Enaknya nongkrong di inner court adalah angin cukup terkonsentrasi di daerah ini. Belum lagi banyak pohon. Tapi hati2 di pohon besar, suka ada penunggunya yg lagi tidur, kaya yang ini nih:


Karena sudah jenuh, kami memutuskan keluar kompleks MBM dan berjalan ke arah Museum Bank Indonesia (MBI) tepat di sebelah MBM. Tapi karena melihat Azki sedikit loyo, kami makan snack dulu di emperan MBI. Kasian amaat…harusnya makannya di playground MBM aja.
Karena udah siang, sekitar jam 13.00, kami memutuskan pulang saja. Ngga jadi masuk MBI, apalagI melanjutkan ke Museum Fatahillah. Hal ini atas pertimbangan karena kami naik kendaraan umum, mana pas hari Minggu pula, aku prediksikan antrian bus bakal panjang. Yo wes, kapan2 aja ke Museum Fatahillah. Sebetulnya pengen berfoto di depan si Jagur, dan melihat jejak kaum Freemason di Batavia.

And as predicted before,,, antrian tiket bis transjak panjang banget. Di saat sepanas itu, tiba2 muncul spoiler yang menerobos antrian, alesannya :”saya buru2 Bu..” org kaya gini nih yang musti ditampolll….


Akhirnya perjalanan Kota Tua berhenti sampai di sini.

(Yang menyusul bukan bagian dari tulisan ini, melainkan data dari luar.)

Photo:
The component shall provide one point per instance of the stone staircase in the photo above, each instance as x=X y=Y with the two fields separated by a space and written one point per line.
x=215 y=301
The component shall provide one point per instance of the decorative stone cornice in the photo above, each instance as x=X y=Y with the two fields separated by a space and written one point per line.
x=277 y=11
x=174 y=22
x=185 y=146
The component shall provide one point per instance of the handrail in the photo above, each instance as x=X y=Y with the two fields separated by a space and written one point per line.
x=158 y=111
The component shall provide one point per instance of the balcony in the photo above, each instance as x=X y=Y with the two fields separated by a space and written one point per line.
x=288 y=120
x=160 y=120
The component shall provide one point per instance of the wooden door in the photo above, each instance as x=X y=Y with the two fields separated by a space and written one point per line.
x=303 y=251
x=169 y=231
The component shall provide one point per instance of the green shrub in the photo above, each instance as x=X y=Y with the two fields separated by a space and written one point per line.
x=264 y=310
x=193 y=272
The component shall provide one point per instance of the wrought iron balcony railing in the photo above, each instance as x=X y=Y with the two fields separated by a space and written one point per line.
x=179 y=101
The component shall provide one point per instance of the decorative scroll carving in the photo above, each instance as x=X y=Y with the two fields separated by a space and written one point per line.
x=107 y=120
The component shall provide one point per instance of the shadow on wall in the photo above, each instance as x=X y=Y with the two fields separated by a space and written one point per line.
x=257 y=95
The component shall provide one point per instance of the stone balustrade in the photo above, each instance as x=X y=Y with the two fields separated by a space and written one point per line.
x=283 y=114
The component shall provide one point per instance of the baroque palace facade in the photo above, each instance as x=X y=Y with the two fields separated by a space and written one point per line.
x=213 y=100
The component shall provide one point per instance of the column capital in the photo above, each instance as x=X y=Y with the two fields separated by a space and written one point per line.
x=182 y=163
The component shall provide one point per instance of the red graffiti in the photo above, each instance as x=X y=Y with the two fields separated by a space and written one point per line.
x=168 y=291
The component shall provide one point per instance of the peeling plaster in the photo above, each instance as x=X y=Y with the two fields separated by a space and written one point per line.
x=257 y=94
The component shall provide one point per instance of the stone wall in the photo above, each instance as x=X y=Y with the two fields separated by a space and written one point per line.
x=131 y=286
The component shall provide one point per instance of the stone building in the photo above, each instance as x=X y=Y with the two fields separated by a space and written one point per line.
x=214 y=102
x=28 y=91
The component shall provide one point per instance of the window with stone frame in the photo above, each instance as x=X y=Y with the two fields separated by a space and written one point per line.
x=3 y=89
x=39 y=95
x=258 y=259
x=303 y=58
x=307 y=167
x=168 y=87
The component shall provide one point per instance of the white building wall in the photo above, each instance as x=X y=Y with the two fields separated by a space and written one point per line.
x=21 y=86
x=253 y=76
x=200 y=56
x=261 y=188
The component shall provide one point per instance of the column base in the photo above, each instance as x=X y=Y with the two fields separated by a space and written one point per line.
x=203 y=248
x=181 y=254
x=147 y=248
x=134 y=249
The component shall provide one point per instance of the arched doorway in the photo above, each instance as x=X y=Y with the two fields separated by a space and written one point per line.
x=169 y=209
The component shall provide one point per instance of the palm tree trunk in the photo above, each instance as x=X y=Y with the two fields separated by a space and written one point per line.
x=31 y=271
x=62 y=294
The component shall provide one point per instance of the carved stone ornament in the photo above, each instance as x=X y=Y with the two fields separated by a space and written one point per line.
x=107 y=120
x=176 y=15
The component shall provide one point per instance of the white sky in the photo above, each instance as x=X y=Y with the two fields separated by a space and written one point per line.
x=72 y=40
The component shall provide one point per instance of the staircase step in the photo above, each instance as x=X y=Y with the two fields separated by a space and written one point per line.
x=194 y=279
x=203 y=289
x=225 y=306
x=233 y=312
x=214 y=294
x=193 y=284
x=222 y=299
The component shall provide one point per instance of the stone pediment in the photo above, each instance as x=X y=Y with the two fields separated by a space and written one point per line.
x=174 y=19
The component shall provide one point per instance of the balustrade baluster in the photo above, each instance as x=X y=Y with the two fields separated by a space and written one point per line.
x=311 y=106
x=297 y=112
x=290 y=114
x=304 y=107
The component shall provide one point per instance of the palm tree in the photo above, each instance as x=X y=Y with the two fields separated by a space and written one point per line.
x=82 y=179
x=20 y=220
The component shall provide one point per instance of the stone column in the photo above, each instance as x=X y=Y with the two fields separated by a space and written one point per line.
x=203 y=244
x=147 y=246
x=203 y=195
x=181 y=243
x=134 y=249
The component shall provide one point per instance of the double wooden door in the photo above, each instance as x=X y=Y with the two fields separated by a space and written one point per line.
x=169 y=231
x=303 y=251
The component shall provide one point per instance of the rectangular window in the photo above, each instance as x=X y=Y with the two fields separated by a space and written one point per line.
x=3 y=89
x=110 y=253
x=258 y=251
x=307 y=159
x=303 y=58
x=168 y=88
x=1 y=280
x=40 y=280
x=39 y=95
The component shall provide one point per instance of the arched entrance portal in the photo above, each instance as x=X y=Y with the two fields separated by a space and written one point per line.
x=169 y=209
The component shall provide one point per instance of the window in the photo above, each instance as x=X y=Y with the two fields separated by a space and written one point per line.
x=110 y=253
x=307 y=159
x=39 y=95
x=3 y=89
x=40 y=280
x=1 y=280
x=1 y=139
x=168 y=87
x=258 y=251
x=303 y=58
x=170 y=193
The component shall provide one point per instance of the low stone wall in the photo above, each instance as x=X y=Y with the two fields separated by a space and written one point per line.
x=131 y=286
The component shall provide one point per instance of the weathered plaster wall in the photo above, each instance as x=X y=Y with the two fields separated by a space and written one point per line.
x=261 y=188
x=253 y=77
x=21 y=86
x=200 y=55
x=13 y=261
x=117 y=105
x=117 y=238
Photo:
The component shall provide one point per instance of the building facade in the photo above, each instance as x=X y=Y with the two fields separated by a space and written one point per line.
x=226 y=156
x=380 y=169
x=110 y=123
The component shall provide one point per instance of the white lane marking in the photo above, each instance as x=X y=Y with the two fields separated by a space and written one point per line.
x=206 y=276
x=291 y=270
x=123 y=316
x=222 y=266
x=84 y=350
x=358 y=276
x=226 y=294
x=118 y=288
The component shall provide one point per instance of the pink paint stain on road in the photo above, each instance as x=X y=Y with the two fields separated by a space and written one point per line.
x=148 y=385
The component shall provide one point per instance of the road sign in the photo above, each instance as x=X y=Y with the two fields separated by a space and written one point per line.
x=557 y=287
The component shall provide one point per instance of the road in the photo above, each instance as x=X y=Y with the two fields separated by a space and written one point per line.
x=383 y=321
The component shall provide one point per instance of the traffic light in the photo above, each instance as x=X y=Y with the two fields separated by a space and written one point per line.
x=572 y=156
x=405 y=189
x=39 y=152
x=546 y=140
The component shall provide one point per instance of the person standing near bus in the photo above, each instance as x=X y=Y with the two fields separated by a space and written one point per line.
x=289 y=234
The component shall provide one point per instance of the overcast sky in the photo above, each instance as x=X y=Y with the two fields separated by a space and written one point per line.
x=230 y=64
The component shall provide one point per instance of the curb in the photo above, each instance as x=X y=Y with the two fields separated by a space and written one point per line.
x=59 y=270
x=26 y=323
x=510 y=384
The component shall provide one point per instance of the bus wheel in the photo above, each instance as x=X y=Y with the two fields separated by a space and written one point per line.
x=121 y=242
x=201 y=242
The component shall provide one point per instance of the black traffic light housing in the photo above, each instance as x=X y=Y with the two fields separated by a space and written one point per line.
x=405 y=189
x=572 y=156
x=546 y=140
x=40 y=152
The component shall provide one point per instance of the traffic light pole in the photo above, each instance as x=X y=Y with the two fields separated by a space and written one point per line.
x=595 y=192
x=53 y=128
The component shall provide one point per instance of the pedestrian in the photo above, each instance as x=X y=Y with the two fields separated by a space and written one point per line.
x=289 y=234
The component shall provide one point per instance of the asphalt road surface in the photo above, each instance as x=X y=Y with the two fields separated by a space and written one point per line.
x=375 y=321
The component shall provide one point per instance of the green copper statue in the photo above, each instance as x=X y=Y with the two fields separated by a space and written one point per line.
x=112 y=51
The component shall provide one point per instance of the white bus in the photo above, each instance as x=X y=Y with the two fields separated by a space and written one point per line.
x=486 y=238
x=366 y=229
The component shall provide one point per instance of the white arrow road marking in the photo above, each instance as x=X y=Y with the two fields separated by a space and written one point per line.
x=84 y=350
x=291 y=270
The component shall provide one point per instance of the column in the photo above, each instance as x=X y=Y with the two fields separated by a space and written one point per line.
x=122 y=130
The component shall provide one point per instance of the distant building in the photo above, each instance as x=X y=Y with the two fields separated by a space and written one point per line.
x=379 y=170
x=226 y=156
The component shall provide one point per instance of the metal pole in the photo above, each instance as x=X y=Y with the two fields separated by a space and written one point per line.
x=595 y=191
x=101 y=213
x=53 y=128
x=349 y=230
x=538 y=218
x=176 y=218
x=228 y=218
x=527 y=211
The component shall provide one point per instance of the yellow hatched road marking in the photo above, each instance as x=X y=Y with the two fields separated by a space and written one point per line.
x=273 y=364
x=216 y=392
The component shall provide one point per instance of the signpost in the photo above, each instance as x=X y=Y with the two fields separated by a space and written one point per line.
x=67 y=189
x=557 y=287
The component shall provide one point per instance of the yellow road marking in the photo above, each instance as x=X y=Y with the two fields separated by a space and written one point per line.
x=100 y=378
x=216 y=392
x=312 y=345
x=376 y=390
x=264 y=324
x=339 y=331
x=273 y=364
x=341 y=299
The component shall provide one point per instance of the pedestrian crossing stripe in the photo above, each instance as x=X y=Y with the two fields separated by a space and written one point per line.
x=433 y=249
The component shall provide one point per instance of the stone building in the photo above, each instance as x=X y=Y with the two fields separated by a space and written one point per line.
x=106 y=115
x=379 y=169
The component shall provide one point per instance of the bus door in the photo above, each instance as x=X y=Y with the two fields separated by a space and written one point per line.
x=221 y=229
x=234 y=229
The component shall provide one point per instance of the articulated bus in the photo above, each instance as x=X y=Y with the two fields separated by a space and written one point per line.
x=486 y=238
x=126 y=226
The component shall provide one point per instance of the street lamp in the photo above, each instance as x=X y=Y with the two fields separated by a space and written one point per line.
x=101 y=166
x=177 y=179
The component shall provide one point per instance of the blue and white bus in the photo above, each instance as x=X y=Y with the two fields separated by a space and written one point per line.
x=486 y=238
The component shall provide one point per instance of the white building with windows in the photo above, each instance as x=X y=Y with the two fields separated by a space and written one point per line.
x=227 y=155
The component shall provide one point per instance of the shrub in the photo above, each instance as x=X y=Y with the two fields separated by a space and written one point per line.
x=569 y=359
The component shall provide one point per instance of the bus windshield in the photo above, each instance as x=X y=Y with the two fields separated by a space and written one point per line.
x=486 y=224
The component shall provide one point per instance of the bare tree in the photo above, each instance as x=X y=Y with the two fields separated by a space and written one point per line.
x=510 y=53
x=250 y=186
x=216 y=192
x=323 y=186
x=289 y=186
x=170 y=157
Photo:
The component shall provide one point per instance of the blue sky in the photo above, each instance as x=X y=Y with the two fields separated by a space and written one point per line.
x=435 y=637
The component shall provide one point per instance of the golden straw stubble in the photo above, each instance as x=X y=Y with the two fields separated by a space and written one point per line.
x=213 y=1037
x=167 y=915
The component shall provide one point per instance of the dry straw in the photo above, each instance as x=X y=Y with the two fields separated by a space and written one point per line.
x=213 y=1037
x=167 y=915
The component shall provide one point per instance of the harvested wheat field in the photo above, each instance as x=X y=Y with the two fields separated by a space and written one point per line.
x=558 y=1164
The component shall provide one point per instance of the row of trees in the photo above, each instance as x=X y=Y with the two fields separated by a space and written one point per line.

Ternyata setelah sampai di rumah, ada yg melanggar kontrak eksklusif membersihkan rumah..hikss..padahal sdh dioleh-olehi Bread Talk satu kresek…

BTW, sampai sekarang masih terselip pertanyaan, kenapa barang ini ada di MBM? Apakah ini termasuk mesin dalam kegiatan perbankan?


6 comments:

Susi Susindra said...

Hahaha... butuh nyetrika uang kali, Bun.
Asyik banget ceritanya.

Lidya said...

bolak balik ke Kota lewatin museum itu tapi belum sempat mampir nih. btw mbak aku punya loh setrikaan itu tapi yang mini mainan maam ku dulu

edratna said...

Hahaha...saya malah belum pernah ke museum Mandiri...

"Bu..bu.....bangun dong...." kata Azki...
Hahaha, kayaknya enak banget ngegoler di banmgku

Dan kenapa ada setrika? Dulu saya setrikanya pakai setrika arang seperti itu, saat zaman listrik masih sulit dan terbatas keuangan.

Keke Naima said...

mungkin dulu supaya uang pada rapih2 hrs di detrika dulu. Hihihi...

mommy-azki said...

@all:rupanya jaman dulu ga ada alat press kertas ya?

@lidya n bu enny: ayo ayo main ke museum dan Kota Tua :)

@bu enny: hembusan AC busway benar2 membuat saya terlena,hehehe

Anonymous said...

huhuhu... senangnyaaa saat azki bertualang di kota tua, alfis bertualang keliling jkt. Mulai dari jalan sriwijaya, ragunan, terakhir pondok kopi...ahh kapan ya bisa playdate??